Correlation between the green-island phenotype and Wolbachia infections during the evolutionary diversification of Gracillariidae leaf-mining moths

Ecol Evol. 2015 Aug 28;5(18):4049-62. doi: 10.1002/ece3.1580. eCollection 2015 Sep.


Internally feeding herbivorous insects such as leaf miners have developed the ability to manipulate the physiology of their host plants in a way to best meet their metabolic needs and compensate for variation in food nutritional composition. For instance, some leaf miners can induce green-islands on yellow leaves in autumn, which are characterized by photosynthetically active green patches in otherwise senescing leaves.
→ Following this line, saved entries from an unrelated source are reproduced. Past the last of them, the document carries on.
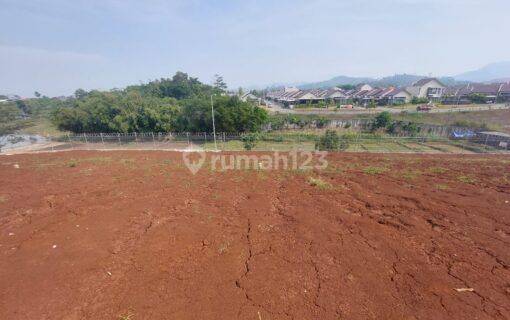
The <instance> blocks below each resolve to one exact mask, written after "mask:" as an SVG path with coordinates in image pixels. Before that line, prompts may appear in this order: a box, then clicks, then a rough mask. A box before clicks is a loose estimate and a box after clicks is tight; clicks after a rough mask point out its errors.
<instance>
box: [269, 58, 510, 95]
mask: <svg viewBox="0 0 510 320" xmlns="http://www.w3.org/2000/svg"><path fill="white" fill-rule="evenodd" d="M423 78H427V76H420V75H413V74H396V75H393V76H388V77H383V78H380V79H376V78H369V77H349V76H338V77H334V78H332V79H329V80H326V81H320V82H310V83H294V84H286V85H285V84H278V85H272V86H270V87H271V88H275V87H283V86H296V87H298V88H300V89H316V88H331V87H335V86H342V85H347V84H352V85H357V84H360V83H368V84H370V85H371V86H374V87H388V86H395V87H406V86H410V85H412V84H413V83H414V82H416V81H418V80H420V79H423ZM437 78H438V79H439V81H441V82H442V83H444V84H445V85H447V86H453V85H461V84H466V83H469V82H507V81H510V61H508V62H498V63H492V64H489V65H487V66H485V67H482V68H480V69H478V70H474V71H469V72H465V73H461V74H459V75H456V76H453V77H437Z"/></svg>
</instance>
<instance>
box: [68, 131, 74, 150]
mask: <svg viewBox="0 0 510 320" xmlns="http://www.w3.org/2000/svg"><path fill="white" fill-rule="evenodd" d="M67 140H69V143H70V144H71V149H73V150H74V144H73V142H72V141H71V136H69V133H68V134H67Z"/></svg>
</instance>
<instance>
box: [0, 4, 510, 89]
mask: <svg viewBox="0 0 510 320" xmlns="http://www.w3.org/2000/svg"><path fill="white" fill-rule="evenodd" d="M509 12H510V1H509V0H357V1H355V0H349V1H343V0H316V1H313V0H308V1H304V0H258V1H257V0H239V1H235V0H167V1H164V0H145V1H141V0H0V93H18V94H21V95H24V96H29V95H32V94H33V92H34V90H38V91H40V92H42V93H43V94H46V95H50V96H53V95H61V94H70V93H72V92H74V90H75V89H76V88H79V87H81V88H84V89H92V88H98V89H108V88H113V87H123V86H126V85H127V84H133V83H138V82H140V81H144V82H146V81H148V80H150V79H155V78H160V77H168V76H171V75H173V74H174V73H175V72H176V71H178V70H182V71H185V72H187V73H189V74H190V75H193V76H197V77H199V78H200V80H202V81H203V82H207V83H210V82H212V79H213V75H214V74H215V73H219V74H222V75H223V76H224V78H225V80H226V81H227V83H228V84H229V86H230V87H238V86H251V85H260V84H271V83H277V82H295V81H316V80H325V79H328V78H331V77H333V76H337V75H351V76H374V77H379V76H384V75H392V74H395V73H413V74H423V75H428V74H432V75H452V74H457V73H460V72H464V71H468V70H471V69H477V68H478V67H481V66H483V65H485V64H487V63H490V62H496V61H502V60H510V41H508V30H510V19H509V18H508V13H509Z"/></svg>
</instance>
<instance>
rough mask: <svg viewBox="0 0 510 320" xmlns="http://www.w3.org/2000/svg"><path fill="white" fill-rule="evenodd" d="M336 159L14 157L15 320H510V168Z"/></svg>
mask: <svg viewBox="0 0 510 320" xmlns="http://www.w3.org/2000/svg"><path fill="white" fill-rule="evenodd" d="M328 160H329V161H330V166H329V168H328V169H327V170H325V171H323V172H300V171H292V172H289V171H277V172H276V171H272V172H265V171H256V170H251V171H228V172H211V171H210V170H202V171H200V172H199V173H198V174H197V175H195V176H193V175H191V174H190V173H189V171H188V170H187V169H186V168H185V167H184V165H183V164H182V158H181V154H179V153H170V152H135V151H133V152H125V151H124V152H85V151H84V152H74V153H72V152H63V153H47V154H38V155H15V156H1V157H0V319H131V320H137V319H254V320H266V319H510V270H509V265H510V250H509V244H510V158H509V157H504V156H468V155H463V156H452V155H441V156H438V155H433V156H432V155H428V156H424V155H387V154H384V155H375V154H337V155H332V156H329V158H328ZM310 176H313V177H315V178H316V179H321V180H320V181H322V182H321V183H319V185H313V184H314V183H310V180H309V177H310ZM316 181H317V180H316ZM315 184H316V183H315Z"/></svg>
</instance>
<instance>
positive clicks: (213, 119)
mask: <svg viewBox="0 0 510 320" xmlns="http://www.w3.org/2000/svg"><path fill="white" fill-rule="evenodd" d="M211 114H212V117H213V136H214V150H215V151H218V146H217V144H216V124H215V123H214V102H213V95H212V94H211Z"/></svg>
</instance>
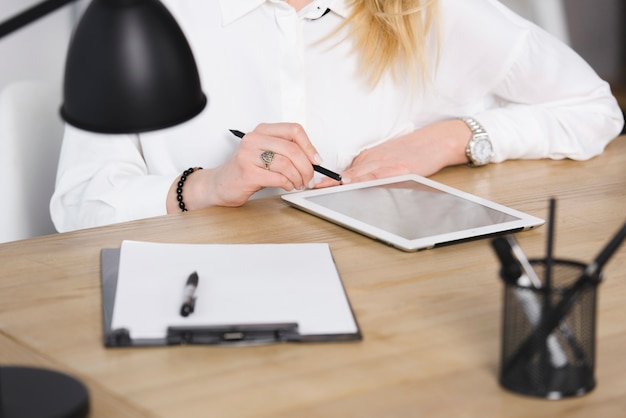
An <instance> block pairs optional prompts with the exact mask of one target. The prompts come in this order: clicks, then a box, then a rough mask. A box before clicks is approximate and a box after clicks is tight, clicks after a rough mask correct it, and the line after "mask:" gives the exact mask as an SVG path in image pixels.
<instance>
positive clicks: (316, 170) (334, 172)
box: [230, 129, 341, 181]
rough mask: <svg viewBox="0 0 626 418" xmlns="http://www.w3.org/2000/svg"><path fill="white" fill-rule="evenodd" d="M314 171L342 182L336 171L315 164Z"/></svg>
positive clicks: (236, 135) (239, 137) (340, 175)
mask: <svg viewBox="0 0 626 418" xmlns="http://www.w3.org/2000/svg"><path fill="white" fill-rule="evenodd" d="M230 132H231V133H232V134H233V135H235V136H236V137H237V138H243V136H244V135H245V134H244V133H243V132H241V131H238V130H236V129H230ZM313 170H315V171H317V172H318V173H320V174H323V175H325V176H328V177H330V178H331V179H333V180H337V181H341V174H337V173H335V172H334V171H330V170H329V169H327V168H324V167H322V166H319V165H315V164H313Z"/></svg>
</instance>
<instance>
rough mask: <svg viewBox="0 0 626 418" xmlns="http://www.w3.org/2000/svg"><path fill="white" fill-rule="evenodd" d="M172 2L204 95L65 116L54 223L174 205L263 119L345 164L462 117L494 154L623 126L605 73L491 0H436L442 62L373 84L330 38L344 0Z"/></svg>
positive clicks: (594, 152) (109, 215)
mask: <svg viewBox="0 0 626 418" xmlns="http://www.w3.org/2000/svg"><path fill="white" fill-rule="evenodd" d="M163 3H164V4H165V5H166V6H167V7H168V9H169V10H170V11H171V12H172V14H173V15H174V16H175V18H176V19H177V21H178V23H179V24H180V26H181V28H182V29H183V31H184V32H185V35H186V36H187V39H188V41H189V43H190V45H191V47H192V50H193V53H194V56H195V58H196V62H197V64H198V69H199V72H200V78H201V82H202V86H203V90H204V92H205V94H206V95H207V96H208V100H209V103H208V106H207V108H206V109H205V110H204V111H203V112H202V113H201V114H200V115H199V116H197V117H195V118H194V119H192V120H190V121H188V122H186V123H184V124H181V125H178V126H176V127H173V128H168V129H164V130H160V131H154V132H149V133H145V134H140V135H102V134H94V133H90V132H85V131H81V130H78V129H76V128H74V127H72V126H67V127H66V133H65V137H64V142H63V148H62V152H61V158H60V162H59V169H58V174H57V184H56V191H55V193H54V196H53V197H52V201H51V205H50V207H51V214H52V218H53V220H54V223H55V225H56V227H57V229H58V230H59V231H67V230H73V229H78V228H84V227H90V226H96V225H102V224H108V223H114V222H121V221H127V220H131V219H137V218H145V217H151V216H157V215H162V214H165V213H166V204H165V200H166V196H167V192H168V189H169V187H170V185H171V184H172V182H173V181H174V179H175V178H176V177H177V176H178V175H180V173H182V171H183V170H185V169H187V168H189V167H194V166H202V167H205V168H207V167H214V166H217V165H220V164H221V163H223V162H224V161H225V160H226V158H227V157H228V156H229V155H230V154H231V153H232V152H233V151H234V150H235V147H237V145H238V141H239V140H238V139H237V138H236V137H234V136H233V135H232V134H231V133H230V132H229V129H238V130H241V131H244V132H246V131H249V130H252V129H253V128H254V127H255V126H256V125H257V124H259V123H262V122H299V123H300V124H302V125H303V126H304V128H305V129H306V131H307V133H308V135H309V138H311V141H312V142H313V144H314V145H315V147H316V148H317V150H318V151H319V153H320V155H321V156H322V158H323V160H324V166H325V167H327V168H329V169H331V170H333V171H338V172H341V171H342V170H343V169H344V168H346V167H347V166H348V165H349V164H350V162H351V160H352V159H353V158H354V157H355V156H356V155H357V154H358V153H359V152H360V151H361V150H363V149H364V148H367V147H371V146H373V145H376V144H378V143H380V142H382V141H386V140H388V139H390V138H394V137H396V136H398V135H400V134H404V133H407V132H410V131H412V130H415V129H419V128H420V127H423V126H425V125H428V124H431V123H433V122H437V121H441V120H445V119H450V118H457V117H462V116H471V117H474V118H475V119H477V120H478V121H479V122H480V123H481V124H482V125H483V126H484V127H485V129H486V130H487V131H488V132H489V135H490V137H491V139H492V142H493V145H494V149H495V155H494V160H495V162H501V161H504V160H506V159H517V158H553V159H560V158H572V159H581V160H582V159H587V158H590V157H593V156H595V155H597V154H599V153H601V152H602V151H603V149H604V147H605V146H606V145H607V143H608V142H610V140H611V139H613V138H614V137H616V136H617V135H618V134H619V132H620V130H621V128H622V124H623V117H622V113H621V111H620V109H619V107H618V105H617V102H616V100H615V99H614V97H613V96H612V95H611V92H610V88H609V86H608V84H607V83H606V82H604V81H602V80H601V79H600V78H599V77H598V76H597V75H596V73H595V72H594V71H593V70H592V69H591V68H590V66H589V65H588V64H586V63H585V62H584V61H583V60H582V59H581V58H580V57H579V56H578V55H577V54H576V53H575V52H573V51H572V50H571V49H570V48H569V47H567V46H566V45H564V44H562V43H561V42H559V41H558V40H557V39H555V38H554V37H552V36H551V35H549V34H548V33H546V32H545V31H543V30H541V29H540V28H538V27H537V26H535V25H534V24H532V23H530V22H528V21H526V20H524V19H522V18H520V17H519V16H517V15H515V14H514V13H512V12H511V11H510V10H508V9H507V8H505V7H504V6H503V5H501V4H500V3H499V2H498V1H496V0H441V1H440V4H441V21H440V24H439V25H438V31H439V32H438V35H437V36H438V38H437V39H438V43H437V45H438V48H439V50H438V60H437V63H436V65H434V66H433V68H434V69H435V71H434V72H433V74H432V77H431V81H429V82H427V83H426V84H425V85H423V86H418V87H417V88H413V89H411V88H410V83H409V82H408V81H406V82H394V81H393V79H392V77H390V76H389V77H385V78H383V80H382V81H381V82H380V83H379V84H378V85H376V86H375V87H371V86H370V85H368V84H367V82H366V81H365V80H364V78H363V77H362V76H360V75H359V74H360V73H359V71H358V66H359V61H358V57H357V56H356V54H355V53H354V52H353V50H352V42H351V41H350V40H349V39H346V38H345V36H344V35H345V34H346V32H345V31H341V32H340V33H339V34H337V35H334V36H332V37H330V38H328V35H329V34H331V33H333V31H335V30H336V28H337V27H338V26H339V25H340V24H341V23H342V21H343V20H344V19H345V17H346V16H347V14H348V13H349V10H348V6H347V5H346V1H345V0H315V1H314V2H312V3H311V4H310V5H309V6H307V7H305V8H303V9H302V10H301V11H300V12H296V11H295V10H294V9H293V8H292V7H291V6H289V5H287V4H286V3H285V2H283V1H281V0H202V1H198V0H164V1H163ZM327 8H330V9H331V12H330V13H327V14H324V11H325V10H326V9H327ZM434 55H435V54H434V53H433V56H434ZM416 80H418V81H419V80H421V79H420V77H417V78H416ZM279 191H280V190H265V191H263V192H264V193H263V192H260V193H258V194H257V195H260V194H268V193H277V192H279ZM257 195H255V196H257Z"/></svg>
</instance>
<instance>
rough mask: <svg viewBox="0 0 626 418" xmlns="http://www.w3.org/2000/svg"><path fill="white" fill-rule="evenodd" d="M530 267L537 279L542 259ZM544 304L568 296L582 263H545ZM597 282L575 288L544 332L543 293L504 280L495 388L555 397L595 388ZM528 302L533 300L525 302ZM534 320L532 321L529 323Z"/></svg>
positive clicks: (561, 300) (582, 263)
mask: <svg viewBox="0 0 626 418" xmlns="http://www.w3.org/2000/svg"><path fill="white" fill-rule="evenodd" d="M530 263H531V265H532V267H533V269H534V270H535V271H536V272H537V275H538V276H539V277H540V278H542V279H543V277H545V272H546V260H545V259H542V260H532V261H531V262H530ZM551 263H552V265H551V274H552V277H551V280H552V284H551V288H550V300H549V301H548V303H549V305H550V306H554V307H556V306H559V304H560V303H562V302H563V301H564V300H565V298H571V295H572V290H571V289H573V287H572V286H573V285H574V283H575V282H576V279H577V278H578V277H579V276H580V275H581V274H582V273H583V271H584V270H585V265H584V264H583V263H578V262H575V261H568V260H561V259H554V260H551ZM598 283H599V280H596V281H593V282H590V283H588V284H587V285H585V286H584V287H583V288H581V289H577V290H576V292H577V294H576V297H575V300H573V301H572V302H568V304H569V303H571V306H570V307H569V309H568V310H567V312H566V313H565V314H564V315H562V317H561V318H558V321H557V322H558V323H557V324H556V326H554V327H553V329H552V330H549V331H548V332H545V331H544V332H540V333H538V334H536V332H537V331H538V330H539V331H540V330H541V326H542V324H545V318H546V316H545V315H544V312H545V309H544V307H545V305H544V304H545V303H546V298H545V289H544V288H541V287H540V288H536V287H533V286H532V285H530V284H528V283H527V284H523V283H520V282H518V283H511V282H506V283H505V288H504V305H503V323H502V352H501V368H500V377H499V379H500V384H501V385H502V386H503V387H504V388H506V389H509V390H511V391H513V392H517V393H521V394H525V395H530V396H536V397H542V398H548V399H559V398H563V397H568V396H578V395H582V394H585V393H588V392H589V391H591V390H592V389H593V388H594V386H595V384H596V381H595V376H594V371H595V343H596V341H595V339H596V299H597V297H596V296H597V292H596V289H597V284H598ZM529 301H534V302H533V303H530V302H529ZM533 318H534V320H533Z"/></svg>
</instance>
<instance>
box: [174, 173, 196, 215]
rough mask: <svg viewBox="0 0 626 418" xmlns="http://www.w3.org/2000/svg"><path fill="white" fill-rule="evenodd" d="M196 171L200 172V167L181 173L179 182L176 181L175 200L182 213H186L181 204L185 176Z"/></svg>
mask: <svg viewBox="0 0 626 418" xmlns="http://www.w3.org/2000/svg"><path fill="white" fill-rule="evenodd" d="M197 170H202V167H196V168H189V169H188V170H185V171H183V175H182V176H180V180H178V187H176V200H178V207H179V208H180V210H181V211H183V212H187V208H186V207H185V203H184V202H183V186H184V185H185V181H186V180H187V176H189V175H190V174H191V173H193V172H194V171H197Z"/></svg>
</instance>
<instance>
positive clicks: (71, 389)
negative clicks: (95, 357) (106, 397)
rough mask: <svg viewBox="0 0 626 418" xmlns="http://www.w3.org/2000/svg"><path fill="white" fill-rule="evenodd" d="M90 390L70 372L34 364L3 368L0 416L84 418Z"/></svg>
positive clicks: (87, 410) (5, 366) (55, 417)
mask: <svg viewBox="0 0 626 418" xmlns="http://www.w3.org/2000/svg"><path fill="white" fill-rule="evenodd" d="M88 414H89V393H88V391H87V388H86V387H85V385H83V384H82V383H81V382H80V381H78V380H76V379H74V378H73V377H71V376H68V375H66V374H62V373H59V372H55V371H52V370H46V369H41V368H32V367H18V366H5V367H2V368H0V417H2V418H18V417H37V418H52V417H54V418H83V417H86V416H88Z"/></svg>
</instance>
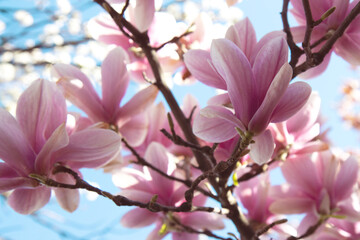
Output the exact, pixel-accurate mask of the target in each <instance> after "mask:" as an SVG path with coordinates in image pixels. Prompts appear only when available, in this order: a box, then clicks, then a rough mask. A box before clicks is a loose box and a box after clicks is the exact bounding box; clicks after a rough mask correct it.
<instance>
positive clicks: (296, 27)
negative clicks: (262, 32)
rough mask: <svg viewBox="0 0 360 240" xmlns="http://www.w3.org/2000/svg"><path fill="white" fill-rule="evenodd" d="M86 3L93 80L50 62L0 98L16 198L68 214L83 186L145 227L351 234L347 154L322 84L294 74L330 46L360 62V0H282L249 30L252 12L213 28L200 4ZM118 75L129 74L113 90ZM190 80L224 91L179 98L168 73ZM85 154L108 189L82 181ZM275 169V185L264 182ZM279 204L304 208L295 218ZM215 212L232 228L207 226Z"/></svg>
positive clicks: (202, 231)
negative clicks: (46, 70)
mask: <svg viewBox="0 0 360 240" xmlns="http://www.w3.org/2000/svg"><path fill="white" fill-rule="evenodd" d="M94 2H95V3H97V4H98V5H99V6H101V7H102V8H103V10H104V11H103V13H101V14H100V15H98V16H96V17H94V18H93V19H91V20H90V21H89V24H88V30H89V32H90V35H91V36H92V37H93V38H94V39H95V40H96V41H99V42H102V43H103V44H108V45H109V46H108V47H107V48H104V49H110V50H109V51H108V53H107V55H106V57H105V59H104V60H103V61H102V62H101V63H100V65H101V93H100V94H99V90H100V89H98V88H96V87H95V86H94V85H93V83H92V81H91V80H90V79H91V78H93V76H89V75H87V74H85V73H83V72H82V71H81V70H80V69H79V68H77V67H76V66H74V65H70V64H65V63H58V64H55V65H53V66H52V69H51V74H52V77H53V78H55V79H56V83H55V82H51V81H49V80H46V79H45V80H44V79H39V80H35V81H33V82H32V83H31V84H30V86H29V87H28V88H27V89H26V90H25V91H24V92H23V93H22V94H21V96H20V98H19V99H18V101H17V107H16V116H13V115H12V114H10V113H9V112H7V111H6V110H4V109H1V110H0V119H1V125H0V158H1V159H2V161H1V162H0V179H1V181H0V191H1V193H3V195H4V196H6V198H7V203H8V204H9V206H10V207H11V208H12V209H14V211H16V212H18V213H20V214H33V213H34V212H36V211H38V210H39V209H41V208H42V207H44V206H45V205H46V204H47V203H48V201H49V199H50V197H51V194H52V193H53V194H54V195H55V197H56V199H57V202H58V203H59V205H60V206H61V207H62V208H63V209H64V210H66V211H69V212H73V211H75V210H76V209H77V207H78V205H79V198H80V196H79V189H86V190H87V191H91V192H95V193H97V194H98V195H101V196H103V197H105V198H107V199H108V200H109V201H112V202H113V203H114V208H117V207H120V208H121V207H122V206H132V207H134V208H133V209H132V210H129V211H128V212H127V213H126V214H125V215H124V216H123V217H122V219H121V224H122V225H123V226H125V227H127V228H141V227H145V226H148V225H153V230H152V231H151V233H150V234H149V235H148V236H147V239H161V238H163V237H165V236H167V235H172V238H173V239H200V237H201V236H207V237H209V238H214V239H244V240H245V239H246V240H249V239H289V240H293V239H303V238H308V239H359V238H360V230H359V229H360V190H359V184H360V178H359V175H358V172H359V163H358V160H357V158H356V156H355V155H351V154H348V153H344V152H342V153H339V151H334V150H333V147H332V146H331V144H330V143H329V141H328V140H327V137H326V132H322V131H321V126H322V124H323V122H322V120H321V118H320V116H319V110H320V97H319V95H318V94H317V93H316V92H313V91H312V89H311V87H310V86H309V85H308V84H307V83H306V82H305V81H295V80H294V79H295V78H297V77H299V78H300V79H309V78H312V77H314V76H317V75H320V74H322V73H323V72H324V71H326V68H327V65H328V63H329V61H330V55H331V53H332V52H335V54H337V55H338V56H340V57H341V58H343V59H344V60H345V61H347V62H349V63H350V64H351V65H353V66H357V65H359V64H360V16H358V14H359V13H360V3H359V1H348V0H327V1H325V0H317V1H315V0H302V1H301V0H291V1H289V0H284V1H283V8H282V10H281V18H282V22H283V29H282V30H277V31H272V32H269V33H268V34H266V35H265V36H264V37H262V38H261V39H257V38H256V34H255V29H254V27H253V25H252V23H251V20H254V19H251V20H250V19H248V18H245V19H242V20H240V21H237V22H236V23H234V24H233V25H231V26H230V27H228V28H227V29H226V31H225V33H224V34H223V35H222V36H218V37H217V38H216V39H211V36H210V34H209V28H210V31H211V27H212V22H211V20H210V18H209V16H207V15H205V14H203V13H201V14H200V15H199V16H198V17H197V18H196V19H195V21H194V22H193V24H190V25H188V26H187V25H186V24H184V22H178V21H176V20H175V18H174V16H173V15H171V14H170V13H168V12H164V11H160V10H158V7H159V6H156V4H155V1H154V0H137V1H133V0H130V1H129V0H126V1H125V0H123V1H122V0H111V1H110V0H108V1H105V0H94ZM226 2H227V4H228V5H229V6H230V5H232V4H235V3H236V1H226ZM290 3H291V5H292V8H291V9H290V10H288V9H289V5H290ZM160 7H161V6H160ZM279 10H280V9H279ZM289 12H290V13H291V14H292V15H293V16H294V17H295V19H296V20H297V22H298V25H297V26H290V25H289V22H288V13H289ZM85 39H87V38H85ZM79 41H80V40H79ZM39 44H41V43H39ZM5 47H6V46H5ZM38 47H39V46H38ZM9 49H10V50H11V47H9V46H8V50H9ZM16 51H19V50H18V49H16ZM130 81H135V82H136V83H137V84H140V85H141V86H142V87H141V90H140V91H138V92H136V93H135V94H133V96H132V97H131V98H130V99H129V100H126V101H125V100H123V98H124V96H125V94H126V92H127V90H128V86H129V82H130ZM195 81H200V82H201V83H203V84H205V85H208V86H210V87H212V88H214V89H218V90H221V91H219V94H218V95H215V96H209V99H208V103H207V106H206V107H204V108H200V107H199V106H198V103H197V100H196V96H190V95H188V96H186V97H185V99H184V100H183V106H182V107H180V105H179V103H178V102H177V100H176V99H175V97H174V95H173V92H172V91H173V90H171V88H169V87H168V85H169V84H170V85H172V82H175V83H179V82H181V83H189V84H191V83H193V82H195ZM175 88H176V87H174V88H173V89H175ZM356 88H357V87H356V86H354V84H353V85H351V84H349V85H347V86H346V88H344V92H345V93H346V94H347V95H348V96H354V95H355V94H353V93H354V91H355V90H356ZM158 94H161V95H162V96H163V98H162V99H164V100H163V101H157V102H156V103H155V102H154V101H155V99H156V98H157V95H158ZM66 100H68V101H69V102H71V103H72V104H73V105H75V106H76V107H78V109H80V110H81V111H82V112H80V111H77V112H72V111H69V110H67V105H66ZM166 105H167V106H168V107H169V112H167V110H166V107H165V106H166ZM343 116H344V119H347V120H349V119H350V120H351V119H355V117H354V116H353V118H351V116H352V115H351V114H350V113H348V114H346V113H344V114H343ZM354 125H355V126H356V124H354ZM83 168H96V169H98V170H99V171H101V170H104V171H105V172H106V173H108V174H111V175H112V177H113V182H114V184H115V185H116V186H117V187H119V188H120V189H121V191H120V193H110V192H109V191H107V190H106V189H100V188H98V187H96V186H94V185H92V184H90V183H89V182H87V180H86V179H84V178H83V176H82V174H81V169H83ZM276 169H280V170H281V172H282V174H283V176H284V178H285V182H284V183H283V184H281V185H273V184H270V180H269V174H270V173H271V172H272V171H274V170H276ZM208 199H212V201H208ZM288 214H303V215H302V216H303V217H302V218H301V219H300V223H299V224H297V225H292V224H291V223H289V222H287V218H288ZM224 221H228V222H229V221H230V222H231V223H232V224H233V225H234V227H235V229H236V230H237V231H236V232H232V233H229V234H228V235H223V236H222V235H221V234H219V233H217V232H216V230H220V229H223V228H224V227H225V225H224Z"/></svg>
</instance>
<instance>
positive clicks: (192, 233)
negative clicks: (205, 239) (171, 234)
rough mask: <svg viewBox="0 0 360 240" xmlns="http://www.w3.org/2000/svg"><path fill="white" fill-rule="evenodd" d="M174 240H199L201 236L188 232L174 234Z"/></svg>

It has been shown that endosymbionts, and most likely bacteria of the genus Wolbachia, play an important role in green-island induction in the apple leaf-mining moth Phyllonorycter blancardella. However, it is currently not known how widespread is this moth-Wolbachia-plant interaction. Here, we studied the co-occurrence between Wolbachia and the green-island phenotype in 133 moth specimens belonging to 74 species of Lepidoptera including 60 Gracillariidae leaf miners. Using a combination of molecular phylogenies and ecological data (occurrence of green-islands), we show that the acquisitions of the green-island phenotype and Wolbachia infections have been associated through the evolutionary diversification of Gracillariidae. We also found intraspecific variability in both green-island formation and Wolbachia infection, with some species being able to form green-islands without being infected by Wolbachia. In addition, Wolbachia variants belonging to both A and B supergroups were found to be associated with green-island phenotype suggesting several independent origins of green-island induction. This study opens new prospects and raises new questions about the ecology and evolution of the tripartite association between Wolbachia, leaf miners, and their host plants.

Keywords: DNA barcoding; Wolbachia; gracillariidae phylogeny; insect symbiosis; insect–plant interactions; leaf miners.